We zigzagged around trees and bramble for an hour before turning around and heading back to the bar. We returned using another route, paddling upstream on another channel until we reached the Pearl River. From there, we hooked to the right and came back down a faster channel past a series of abandoned, flooded river shacks before crossing through a slough and stopping at the takeout.

And of course the gas station next door sold hot, freshly smoked Cajun meats, because why the fuck not? By that point, we all had worked up a huge appetite for shrimp, alligator sausage, and motherfucking pork. It’s nothing short of ridiculous how abundant this stuff was. We mowed it down and came back to the city.

Badass Cajun Crawfish

On my last day, I was satisfied in every way but one: I had to find a good local crawfish boil. Some Chicago-based girls who I partied with earlier that weekend on Frenchmen told me about Mississippi River Bottom, a bar and grill just around the corner from all the action on Decatur.

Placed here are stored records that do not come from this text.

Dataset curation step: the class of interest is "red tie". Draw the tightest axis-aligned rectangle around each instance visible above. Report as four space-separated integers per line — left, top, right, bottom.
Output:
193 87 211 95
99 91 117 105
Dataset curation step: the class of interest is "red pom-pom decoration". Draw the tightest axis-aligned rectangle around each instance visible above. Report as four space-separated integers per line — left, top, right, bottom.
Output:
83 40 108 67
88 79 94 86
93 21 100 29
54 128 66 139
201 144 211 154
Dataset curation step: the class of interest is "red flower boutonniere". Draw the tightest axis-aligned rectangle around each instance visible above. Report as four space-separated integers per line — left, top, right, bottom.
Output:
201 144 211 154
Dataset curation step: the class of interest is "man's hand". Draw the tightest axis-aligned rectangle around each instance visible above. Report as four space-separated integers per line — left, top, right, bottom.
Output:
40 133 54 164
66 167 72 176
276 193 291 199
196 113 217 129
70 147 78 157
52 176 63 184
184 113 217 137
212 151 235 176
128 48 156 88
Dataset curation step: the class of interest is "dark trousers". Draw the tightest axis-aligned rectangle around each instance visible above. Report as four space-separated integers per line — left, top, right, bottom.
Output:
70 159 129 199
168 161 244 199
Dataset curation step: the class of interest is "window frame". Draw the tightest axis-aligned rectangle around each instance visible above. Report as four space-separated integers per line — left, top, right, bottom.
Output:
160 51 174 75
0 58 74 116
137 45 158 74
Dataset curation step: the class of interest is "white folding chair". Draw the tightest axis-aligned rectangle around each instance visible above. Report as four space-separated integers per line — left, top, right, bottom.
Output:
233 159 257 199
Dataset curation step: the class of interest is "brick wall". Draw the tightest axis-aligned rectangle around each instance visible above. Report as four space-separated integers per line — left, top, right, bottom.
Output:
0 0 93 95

I sat down in their garden early Tuesday afternoon and ordered a pile of crawfish at the market rate of $6 a pound. The cook told me that the tourist restaurants like to charge around double, but they want to keep it local. Fine by me.

I devoured by claw and tail and left a wrecked pile of slaughtered Cajun shellfish as my fondest memory of the dirty south.

It’s settled. I’ve been unvirgined to New Orleans, and she’s a wild one.